Regulations, future of ag top farmers’ worries on statewide listening tour
VERMONT — Throughout February and March, the Vermont Agency of Agriculture, Food, and Markets held a Listening Tour to gather feedback and ideas about farming in our state. Over the course of six weeks, the agency hosted meetings in five and towns and cities, including Middlebury. More than 300 farmers and community members attended.
“The suggestions and ideas shared by participants were insightful, and covered a wide range of topics,” said Agriculture Secretary Anson Tebbetts recently.
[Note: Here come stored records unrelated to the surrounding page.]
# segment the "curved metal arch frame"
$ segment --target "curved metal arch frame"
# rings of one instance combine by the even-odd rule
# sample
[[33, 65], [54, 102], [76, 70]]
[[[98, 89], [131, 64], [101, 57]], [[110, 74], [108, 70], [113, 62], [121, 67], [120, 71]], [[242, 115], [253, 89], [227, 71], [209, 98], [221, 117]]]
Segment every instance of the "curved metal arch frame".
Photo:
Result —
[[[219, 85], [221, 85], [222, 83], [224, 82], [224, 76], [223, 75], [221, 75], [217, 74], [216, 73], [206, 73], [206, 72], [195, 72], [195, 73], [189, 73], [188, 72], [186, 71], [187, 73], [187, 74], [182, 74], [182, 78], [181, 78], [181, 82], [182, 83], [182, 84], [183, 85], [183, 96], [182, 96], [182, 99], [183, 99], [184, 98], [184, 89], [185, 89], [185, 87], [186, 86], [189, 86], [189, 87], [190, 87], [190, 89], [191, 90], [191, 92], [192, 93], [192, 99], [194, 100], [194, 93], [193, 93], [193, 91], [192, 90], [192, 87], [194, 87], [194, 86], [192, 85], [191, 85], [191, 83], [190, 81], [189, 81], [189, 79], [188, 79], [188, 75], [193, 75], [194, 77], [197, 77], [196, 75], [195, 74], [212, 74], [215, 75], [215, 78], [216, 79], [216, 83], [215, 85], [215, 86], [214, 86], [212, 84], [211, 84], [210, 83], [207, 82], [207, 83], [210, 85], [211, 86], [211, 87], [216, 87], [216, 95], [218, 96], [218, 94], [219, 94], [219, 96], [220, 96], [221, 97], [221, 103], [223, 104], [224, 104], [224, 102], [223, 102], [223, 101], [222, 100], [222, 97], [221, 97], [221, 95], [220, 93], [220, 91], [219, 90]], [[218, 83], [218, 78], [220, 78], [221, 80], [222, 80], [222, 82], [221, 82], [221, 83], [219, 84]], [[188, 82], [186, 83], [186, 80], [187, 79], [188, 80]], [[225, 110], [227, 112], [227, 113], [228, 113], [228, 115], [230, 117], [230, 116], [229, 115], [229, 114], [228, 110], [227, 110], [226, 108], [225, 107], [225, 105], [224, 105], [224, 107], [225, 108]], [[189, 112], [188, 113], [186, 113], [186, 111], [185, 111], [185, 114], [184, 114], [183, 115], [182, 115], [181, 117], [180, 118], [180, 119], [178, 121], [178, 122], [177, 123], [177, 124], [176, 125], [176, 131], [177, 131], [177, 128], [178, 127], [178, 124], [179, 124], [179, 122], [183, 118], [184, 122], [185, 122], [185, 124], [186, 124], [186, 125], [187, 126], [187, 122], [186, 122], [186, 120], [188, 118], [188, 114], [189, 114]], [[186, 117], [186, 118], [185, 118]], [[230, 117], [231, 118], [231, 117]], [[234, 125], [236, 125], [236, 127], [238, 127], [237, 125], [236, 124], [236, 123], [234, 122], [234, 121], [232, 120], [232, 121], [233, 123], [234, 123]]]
While the feedback was diverse, Tebbets said four main themes emerged:
The Next Generation
What we heard: Vermonters want to ensure the next generation has opportunities to work in agriculture, and has access to land. They want young people to feel excited and optimistic about careers in agriculture.
What we’ll do: We will work with UVM, Extension, Vermont Technical College, Vermont Student Assistance Corporation, and the career centers to promote educational programs that get future farmers ready to take the reins. There are many existing programs, like 4-H, that do great work to get young people engaged — we’ll work hard to promote these opportunities and build awareness, to get more kids involved. We’ll also continue to partner with the Vermont Housing Conservation Board and Land Trust to improve access to land.
Rules and Regulations
What we heard: Many of the folks who spoke up at the listening sessions told us they feel burdened and overwhelmed by regulations.
What we’ll do: The current administration has made a commitment to limit new regulations. The Required Ag Practices (RAPs) were adopted in December of 2016. We are committed to working with farmers to implement them in a way that is fair. We have recently formed the RAP Advisory Committee, which includes farmer representatives and stakeholders involved in water quality issues. The role of this board will be to advise the Agency of Agriculture on the roll-out of the RAPs, to ensure they are effective, attainable, and take into account real-farm practices.
Customer Service & Relationships
What we heard: Some folks told us they find it difficult to get in touch with key Agency of Agriculture staff, and that the agency needs to do a better job with customer service. They also felt we need to work harder to build positive relationships across the entire farming community.
What we’ll do: We have begun an agency-wide audit of our customer service practices. Over the next three months, we will be working closely with managers, inspectors, and technical assistance providers to identify the ways in which we can improve customer service across the Agency, and improve relationships. As a first step, last week, we published a contact list for all agency personnel on our website. You can find it online at agriculture.vermont.gov/contact_us. This will help ensure you are able to contact the right person to help address your need. We are committed to improvement.
What we heard: There’s a lot going on, and sometimes farmers find it hard to get the information they need. The agency needs to do a better job communicating.
What we’ll do: In order to ensure farmers have timely access to the information they need, we are now mailing complimentary copies of our agency newspaper, Agriview, to all Vermont farmers on a monthly basis. Over the course of the next year, we will also redesign our website, so that it is more user-friendly. The agency is also encouraging people to follow us on Facebook, Twitter and Instagram, to get instant access to daily news, resources and agricultural information.
“This is just the beginning. Each comment shared with us at these meetings helps inform the decisions we, as a new administration, make each day on the job here in Montpelier,” said Alyson Eastman, deputy ag secretary.
“We are committed to working with our farming community, to grow the economy, make Vermont affordable, and enrich our communities,” added Secretary Tebbetts. “Thanks to all who came out to share their thoughts.”